100 in 1 Day – Toronto 2014

Die Aussendung dieser Stadtinitiative lautete wie folgt:

„Haben Sie Ideen, um aus Ihrer Stadt, Nachbarschaft oder Community einen besseren Lebensraum zu machen? Jetzt haben Sie die Möglichkeit, genau das zu beeinflussen. 100 in 1 day ist ein Festival, das anhand Ihrer urbaner Interventionen Toronto inspirieren wird. Aber nicht nur das. 100 Interventionen sollen veranschaulichen, wie Sie in Zusammenarbeit mit Ihren Nachbarn, Freunden, Gleichgesinnten und Andersdenkern den Lebensraum der Stadt verändern würden. Urbane Interventionen inspirieren, informieren und motivieren Communities, einen Wandel in Denk- und Arbeitsweisen hervorzurufen und schaffen ein Gemeinschaftsgefühl, das Gefühl kollektiver Kraft und einer aktiven Bürgerbeteiligung. You can make a difference! Let’s make June 7th a day Toronto will always remember.”

http://100in1day.ca/toronto/?page_id=420#/?id=461

Stichproben-Selektion:

  1. 1.       ‘The Love Lettering Project:

Das ‘Liebesbrief-Projekt’ ist ein Community Kunstprojekt, das Liebesbriefe an Fremde adressiert. Es soll die Beziehung von Fremden zum öffentlichen Raum und seinen Communities durch soziales Engagement verändern. Teilnehmer wurden im Juni eingeladen, einen Brief zu schreiben, der vermittelt, was man an der Stadt so mag, in der man lebt. Dann sollen die Briefe versteckt werden, um von einem Besucher der Stadt gefunden zu werden, der die Begeisterung für die Stadt kennenlernt und diese weiterkommunizieren kann. Das Kunstprojekt wurde bislang in über 25 Städten in Kanada, den USA und Großbritannien mit einer Teilnahme tausender BürgerInnen durchgeführt.

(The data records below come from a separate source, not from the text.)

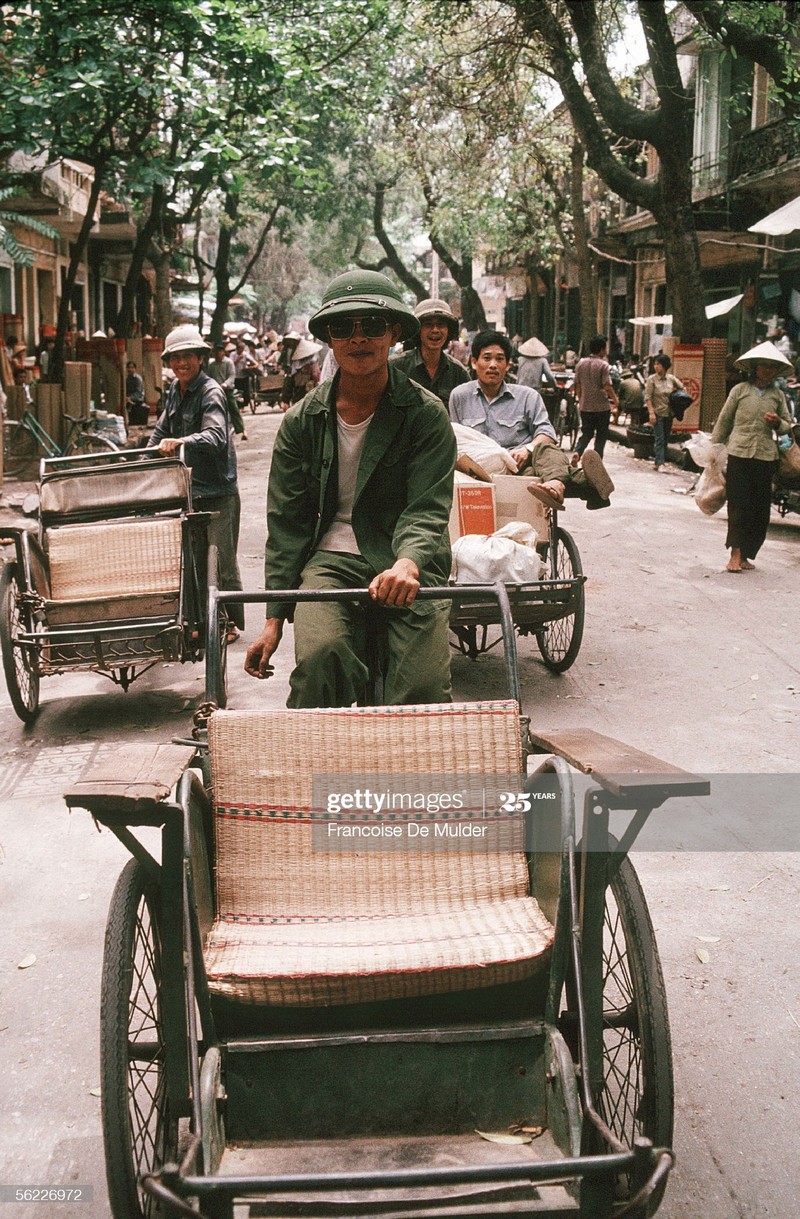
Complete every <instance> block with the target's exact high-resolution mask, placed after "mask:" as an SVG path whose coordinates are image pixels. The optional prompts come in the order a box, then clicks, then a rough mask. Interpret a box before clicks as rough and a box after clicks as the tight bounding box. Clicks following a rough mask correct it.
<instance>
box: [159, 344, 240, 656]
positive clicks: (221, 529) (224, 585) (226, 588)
mask: <svg viewBox="0 0 800 1219" xmlns="http://www.w3.org/2000/svg"><path fill="white" fill-rule="evenodd" d="M209 351H211V347H210V346H209V344H207V343H205V340H204V338H202V335H201V334H200V332H199V330H198V328H196V327H194V325H178V327H176V328H174V330H171V332H170V334H168V335H167V338H166V339H165V343H163V352H162V356H163V361H165V363H167V364H168V366H170V368H171V369H172V372H173V373H174V378H176V379H174V380H173V383H172V385H171V386H170V389H168V391H167V396H166V401H165V406H163V411H162V412H161V414H160V417H159V421H157V423H156V425H155V428H154V430H152V435H151V436H150V440H149V445H150V446H157V449H159V452H161V453H163V455H165V456H171V455H172V453H174V452H177V450H178V449H179V447H180V445H184V452H185V460H187V466H189V467H190V468H191V503H193V506H194V507H195V508H198V510H199V511H201V512H213V513H215V516H213V517H212V518H211V521H210V522H209V541H210V542H211V544H212V545H215V546H216V547H217V552H218V556H220V573H218V574H220V588H221V589H240V588H241V580H240V578H239V563H238V561H237V547H238V545H239V516H240V511H241V507H240V501H239V485H238V478H237V451H235V449H234V446H233V432H232V428H230V423H229V418H228V408H227V402H226V395H224V390H223V389H222V385H220V384H218V383H217V382H216V380H213V379H212V378H211V377H209V375H207V373H205V372H204V369H202V362H204V360H205V357H206V355H207V354H209ZM227 609H228V617H229V620H230V625H229V629H228V641H233V640H234V639H235V638H237V635H238V629H239V628H241V627H244V607H243V606H228V607H227Z"/></svg>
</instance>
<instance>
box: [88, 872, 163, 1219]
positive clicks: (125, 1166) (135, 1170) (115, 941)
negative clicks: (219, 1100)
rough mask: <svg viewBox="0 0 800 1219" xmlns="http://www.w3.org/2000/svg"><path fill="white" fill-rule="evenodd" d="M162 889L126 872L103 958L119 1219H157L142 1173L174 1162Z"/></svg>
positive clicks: (108, 1153)
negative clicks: (166, 1053) (141, 1183)
mask: <svg viewBox="0 0 800 1219" xmlns="http://www.w3.org/2000/svg"><path fill="white" fill-rule="evenodd" d="M160 987H161V929H160V922H159V890H157V886H156V884H155V881H154V880H151V879H150V878H149V876H148V874H146V873H145V870H144V868H143V867H141V864H140V863H138V861H135V859H130V861H129V863H128V864H127V865H126V867H124V869H123V872H122V874H121V876H120V879H118V881H117V884H116V887H115V890H113V895H112V897H111V907H110V909H109V922H107V925H106V940H105V952H104V959H102V1007H101V1013H100V1017H101V1050H100V1068H101V1096H102V1103H101V1109H102V1135H104V1142H105V1150H106V1176H107V1184H109V1201H110V1203H111V1212H112V1214H113V1217H115V1219H157V1217H160V1215H162V1214H165V1212H163V1210H162V1208H161V1206H160V1204H159V1202H157V1201H156V1199H155V1198H154V1197H151V1196H150V1195H148V1193H145V1192H144V1191H143V1190H141V1187H140V1186H139V1178H140V1176H141V1174H143V1173H149V1171H152V1170H154V1169H156V1168H159V1167H160V1165H161V1164H163V1163H166V1162H167V1160H171V1159H174V1158H176V1152H177V1146H178V1124H177V1120H176V1119H174V1118H173V1117H172V1115H171V1114H170V1107H168V1102H167V1093H166V1079H165V1048H163V1029H162V1019H161V1002H160Z"/></svg>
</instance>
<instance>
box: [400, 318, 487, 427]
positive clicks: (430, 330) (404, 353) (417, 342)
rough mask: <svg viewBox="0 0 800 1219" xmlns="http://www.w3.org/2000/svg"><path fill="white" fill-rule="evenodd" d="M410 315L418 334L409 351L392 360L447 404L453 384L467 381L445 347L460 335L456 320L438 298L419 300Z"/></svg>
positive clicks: (456, 321) (458, 320)
mask: <svg viewBox="0 0 800 1219" xmlns="http://www.w3.org/2000/svg"><path fill="white" fill-rule="evenodd" d="M413 316H415V317H416V318H417V321H418V323H420V335H418V338H417V339H415V340H413V347H412V350H411V351H404V354H402V355H401V356H395V357H394V358H393V360H391V363H393V364H394V367H395V368H399V369H400V371H401V372H404V373H405V374H406V377H410V378H411V380H416V382H417V384H418V385H424V388H426V389H429V390H430V393H432V394H435V395H437V397H440V399H441V401H443V403H444V405H445V406H448V405H449V402H450V394H451V393H452V390H454V389H455V388H456V385H465V384H466V383H467V382H468V380H470V374H468V373H467V369H466V368H465V367H463V364H460V363H459V361H457V360H452V358H451V357H450V356H449V355H448V354H446V351H445V350H444V349H445V347H446V345H448V344H449V343H451V341H452V340H454V339H457V338H459V319H457V318H456V317H455V315H454V313H452V311H451V308H450V306H449V305H448V302H446V301H440V300H427V301H420V304H418V305H417V306H416V307H415V311H413Z"/></svg>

https://www.youtube.com/watch?v=V5a9wMBlyDM

https://www.youtube.com/watch?v=s_W003Qq_A0

  1. 2.       ‚The Children’s Book Bank‘:

Die Kinderbuch-Bank lädt zur Abgabe von Kinderbüchern, Jugendbüchern, Schulbüchern, Literatur des 20. und 21. Jahrhunderts, etc., um sie Kindern zur Verfügung zu stellen, die keine Bücher haben.

  1. 3.       ‚We’re not Sardines – improve public transportation‘
    Diese Intervention im U-Bahn-System Torontos sollte auf die unzureichende Frequenz von Zügen in Stoßzeiten hinweisen. Teilnehmer wurden aufgerufen, sich überdimensionale Sardinenköpfe überzustülpen, um visuell auf das Anliegen der Gruppierung aufmerksam zu machen.

Park it, Mister

Anstatt Autos zu parken, parken sich Menschen selbst im Kulturraum der Straße. Und nehmen sich zurück, was in Zukunftsstadt-Fantasien von autolosen Bürgern dominiert: die Straße, den Gehsteig, ungenutzte Flächen und ineffizient genutzte Räume.

2. STREET ART

Street Art ist zu einem Sammelbegriff für ein buntes Spektrum an Eingriffen im öffentlichen Raum geworden, die mit den Graffiti der siebziger Jahre nicht mehr viel gemeinsam hat. Aus den ersten Schriftzeichen entwickelten sich kunstvolle kalligrafische und dreidimensionale Bilder. Dann kamen die Wandwitze. Schnelle Pointen auf Stickern oder gesprüht mit Schablonen, die aufgrund der immer strengeren Anti-Graffiti-Gesetze entstanden.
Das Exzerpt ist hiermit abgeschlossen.